File: OWSN_SDM_ensemble_rasters.zip
Description: Zipped file containing ensemble predictions of suitable habitat for each cetacean species in summer (May-September) and winter (October-April) seasons, and cumulative habitat suitability layers for all species. Layers are in raster (.tiff) format.
Code/software
Data analyses were completed in R v.4.0.4.
Required packages:
tidyverse v.2.0.0
raster v.3.6-20
dismo v. 1.3-9
ENMeval v.2.0.4
spdep v. 1.2-8
Access information
Data was derived from the following sources:
- Ocean Wise Sightings Network database of cetacean occurrence records - data available upon request (contact sightings@ocean.org)
Additional code used to derive the datasets contained in this repository is available from github.com/ldares/owsn-sdm
Opportunistic sightings of Dall’s porpoise (Phocoenoides dalli), fin whale (Balaenoptera physalus), grey whale (Eschrichtius robustus), humpback whale (Megaptera novaeangliae), killer whale (Orcinus orca; all northeastern Pacific ecotypes), harbour porpoise (Phocoena phocoena), Minke whale (Balaenoptera acutorostrata), Pacific white-sided dolphin (Lagenorhynchus obliquidens), and sperm whale (Physeter macrocephalus) reported by citizen scientists to the Ocean Wise Sightings Network between northern B.C. and Washington State from 2002-2022 were obtained for species distribution modelling.

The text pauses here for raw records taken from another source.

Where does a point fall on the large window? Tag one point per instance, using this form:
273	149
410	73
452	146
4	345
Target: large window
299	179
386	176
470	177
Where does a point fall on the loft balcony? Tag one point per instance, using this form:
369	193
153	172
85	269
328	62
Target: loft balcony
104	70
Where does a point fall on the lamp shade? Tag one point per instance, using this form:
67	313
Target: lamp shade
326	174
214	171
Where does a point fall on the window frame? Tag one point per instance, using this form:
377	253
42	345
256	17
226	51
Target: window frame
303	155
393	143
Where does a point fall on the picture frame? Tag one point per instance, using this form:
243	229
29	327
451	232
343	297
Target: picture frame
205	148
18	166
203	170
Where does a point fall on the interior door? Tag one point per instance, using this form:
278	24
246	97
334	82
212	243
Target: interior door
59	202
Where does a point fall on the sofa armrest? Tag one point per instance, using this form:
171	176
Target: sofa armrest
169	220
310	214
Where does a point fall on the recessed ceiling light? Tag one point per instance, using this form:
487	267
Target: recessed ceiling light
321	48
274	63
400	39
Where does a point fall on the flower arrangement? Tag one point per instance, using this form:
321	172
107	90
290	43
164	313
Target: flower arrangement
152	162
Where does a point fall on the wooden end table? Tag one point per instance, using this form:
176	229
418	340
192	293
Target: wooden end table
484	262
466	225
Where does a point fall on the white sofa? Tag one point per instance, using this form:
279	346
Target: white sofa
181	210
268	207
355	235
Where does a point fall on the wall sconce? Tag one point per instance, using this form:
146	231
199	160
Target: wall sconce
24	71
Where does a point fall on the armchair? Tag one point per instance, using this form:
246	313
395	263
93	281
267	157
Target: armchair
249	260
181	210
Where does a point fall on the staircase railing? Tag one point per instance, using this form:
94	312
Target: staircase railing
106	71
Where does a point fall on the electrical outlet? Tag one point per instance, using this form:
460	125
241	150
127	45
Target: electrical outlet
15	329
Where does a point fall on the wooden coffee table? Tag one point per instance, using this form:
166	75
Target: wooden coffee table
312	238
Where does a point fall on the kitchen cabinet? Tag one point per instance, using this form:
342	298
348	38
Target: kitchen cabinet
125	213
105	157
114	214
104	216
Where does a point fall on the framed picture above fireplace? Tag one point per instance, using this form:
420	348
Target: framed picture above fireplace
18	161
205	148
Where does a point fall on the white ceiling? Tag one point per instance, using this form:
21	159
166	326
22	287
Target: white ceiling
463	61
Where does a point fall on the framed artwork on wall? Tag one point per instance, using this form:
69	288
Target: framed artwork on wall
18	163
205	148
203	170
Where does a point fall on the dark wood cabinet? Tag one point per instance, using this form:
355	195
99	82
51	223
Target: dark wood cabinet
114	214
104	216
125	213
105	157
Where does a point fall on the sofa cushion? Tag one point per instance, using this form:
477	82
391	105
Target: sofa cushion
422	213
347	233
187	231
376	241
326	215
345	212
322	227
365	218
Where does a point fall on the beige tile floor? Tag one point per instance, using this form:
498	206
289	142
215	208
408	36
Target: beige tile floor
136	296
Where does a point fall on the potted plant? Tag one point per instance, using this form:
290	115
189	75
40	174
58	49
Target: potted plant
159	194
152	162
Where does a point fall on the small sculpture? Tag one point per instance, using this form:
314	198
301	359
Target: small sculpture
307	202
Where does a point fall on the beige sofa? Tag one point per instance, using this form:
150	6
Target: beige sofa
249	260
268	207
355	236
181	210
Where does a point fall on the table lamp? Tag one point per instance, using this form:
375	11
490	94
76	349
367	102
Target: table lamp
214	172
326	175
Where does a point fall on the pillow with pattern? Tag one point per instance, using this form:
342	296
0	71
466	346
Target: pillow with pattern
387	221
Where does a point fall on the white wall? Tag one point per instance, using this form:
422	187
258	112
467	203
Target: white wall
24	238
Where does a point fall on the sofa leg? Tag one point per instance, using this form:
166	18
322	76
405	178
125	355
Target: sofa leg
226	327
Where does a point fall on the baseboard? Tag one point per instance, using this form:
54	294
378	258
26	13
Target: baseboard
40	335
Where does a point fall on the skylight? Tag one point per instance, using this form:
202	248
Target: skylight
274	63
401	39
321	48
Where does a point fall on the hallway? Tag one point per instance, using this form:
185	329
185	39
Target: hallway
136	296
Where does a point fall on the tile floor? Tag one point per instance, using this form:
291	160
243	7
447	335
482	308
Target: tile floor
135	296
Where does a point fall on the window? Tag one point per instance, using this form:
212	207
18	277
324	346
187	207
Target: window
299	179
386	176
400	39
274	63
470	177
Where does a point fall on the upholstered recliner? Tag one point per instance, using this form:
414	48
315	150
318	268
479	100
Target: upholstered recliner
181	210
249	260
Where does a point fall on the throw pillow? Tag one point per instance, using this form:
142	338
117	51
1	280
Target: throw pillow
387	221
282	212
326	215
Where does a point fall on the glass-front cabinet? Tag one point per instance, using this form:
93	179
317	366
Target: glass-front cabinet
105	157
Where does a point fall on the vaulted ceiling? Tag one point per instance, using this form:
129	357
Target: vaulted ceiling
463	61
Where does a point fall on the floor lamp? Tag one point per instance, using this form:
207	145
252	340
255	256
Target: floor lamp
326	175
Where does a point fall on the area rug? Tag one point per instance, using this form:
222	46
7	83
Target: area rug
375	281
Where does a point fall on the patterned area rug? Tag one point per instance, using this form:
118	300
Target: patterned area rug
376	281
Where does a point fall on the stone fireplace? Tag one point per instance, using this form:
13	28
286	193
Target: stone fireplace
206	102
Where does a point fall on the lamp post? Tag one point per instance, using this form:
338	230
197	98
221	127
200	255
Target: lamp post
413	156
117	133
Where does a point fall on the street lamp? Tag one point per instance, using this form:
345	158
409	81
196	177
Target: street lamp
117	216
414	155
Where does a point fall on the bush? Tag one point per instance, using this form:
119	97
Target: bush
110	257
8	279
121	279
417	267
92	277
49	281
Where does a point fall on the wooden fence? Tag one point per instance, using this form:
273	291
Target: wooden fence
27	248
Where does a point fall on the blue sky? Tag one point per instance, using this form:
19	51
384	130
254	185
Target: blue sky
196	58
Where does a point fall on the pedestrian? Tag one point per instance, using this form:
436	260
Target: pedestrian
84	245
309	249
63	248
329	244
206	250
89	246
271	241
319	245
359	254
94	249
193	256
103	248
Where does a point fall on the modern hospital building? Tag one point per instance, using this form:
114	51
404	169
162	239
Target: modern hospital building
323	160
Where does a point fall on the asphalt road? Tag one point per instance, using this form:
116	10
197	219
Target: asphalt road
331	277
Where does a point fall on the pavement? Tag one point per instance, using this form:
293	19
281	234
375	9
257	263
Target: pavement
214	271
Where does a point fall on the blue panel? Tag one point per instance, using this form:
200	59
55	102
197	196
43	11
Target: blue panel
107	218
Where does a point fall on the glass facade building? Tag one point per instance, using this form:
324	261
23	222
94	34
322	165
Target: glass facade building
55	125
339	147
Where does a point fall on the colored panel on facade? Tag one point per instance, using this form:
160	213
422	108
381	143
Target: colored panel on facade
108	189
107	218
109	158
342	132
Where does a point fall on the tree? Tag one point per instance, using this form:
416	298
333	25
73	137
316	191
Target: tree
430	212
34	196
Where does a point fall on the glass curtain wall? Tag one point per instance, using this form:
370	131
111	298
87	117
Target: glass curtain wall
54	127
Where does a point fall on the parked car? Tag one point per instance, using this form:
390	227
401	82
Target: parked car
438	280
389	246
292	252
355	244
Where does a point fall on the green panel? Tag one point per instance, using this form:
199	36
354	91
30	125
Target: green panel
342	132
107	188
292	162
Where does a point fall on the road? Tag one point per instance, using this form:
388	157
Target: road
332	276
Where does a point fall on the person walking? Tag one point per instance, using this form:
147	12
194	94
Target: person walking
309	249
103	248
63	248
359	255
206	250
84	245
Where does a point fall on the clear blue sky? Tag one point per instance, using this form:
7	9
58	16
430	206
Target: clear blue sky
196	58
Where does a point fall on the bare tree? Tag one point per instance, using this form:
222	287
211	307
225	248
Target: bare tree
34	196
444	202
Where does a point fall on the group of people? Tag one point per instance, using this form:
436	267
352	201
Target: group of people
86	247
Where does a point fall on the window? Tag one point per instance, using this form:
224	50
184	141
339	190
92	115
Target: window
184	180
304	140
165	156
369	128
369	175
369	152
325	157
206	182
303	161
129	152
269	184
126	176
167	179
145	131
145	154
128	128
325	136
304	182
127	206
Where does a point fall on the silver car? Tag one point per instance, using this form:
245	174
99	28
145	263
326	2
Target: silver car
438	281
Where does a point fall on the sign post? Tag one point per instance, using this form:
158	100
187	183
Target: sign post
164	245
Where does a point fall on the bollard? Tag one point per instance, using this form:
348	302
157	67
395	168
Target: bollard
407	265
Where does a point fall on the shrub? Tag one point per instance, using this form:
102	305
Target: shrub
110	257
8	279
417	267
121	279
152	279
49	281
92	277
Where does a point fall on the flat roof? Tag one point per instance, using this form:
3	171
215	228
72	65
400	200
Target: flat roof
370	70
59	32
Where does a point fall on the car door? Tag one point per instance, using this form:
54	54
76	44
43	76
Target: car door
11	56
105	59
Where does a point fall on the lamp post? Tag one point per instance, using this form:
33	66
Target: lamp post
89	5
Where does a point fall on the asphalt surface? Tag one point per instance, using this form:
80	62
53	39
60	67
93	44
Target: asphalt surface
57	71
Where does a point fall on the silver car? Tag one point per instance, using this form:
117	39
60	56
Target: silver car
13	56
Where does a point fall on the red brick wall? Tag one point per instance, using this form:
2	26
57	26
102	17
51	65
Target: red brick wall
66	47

Occurrence records were first filtered for confidence in species identification (confidence = "certain"), divided into summer (May-September) and winter (October-April) seasons, then spatially filtered using the spThin package (v.0.2.0) in R (v.4.0.4) to remove clusters of sightings within a 10 km radius. Background data for MaxEnt modelling of each species were selected by collating occurrences of non-target species and re-running the spThin algorithm to ensure background data were subject to the same spatial bias as presences. Variability among thinned datasets was addressed by running one iteration of model fitting for each of five randomly selected thinned subsets, so this dataset contains all thinned presences across these subsets, along with their associated background data, denoted by the "target_species" and "subset" fields.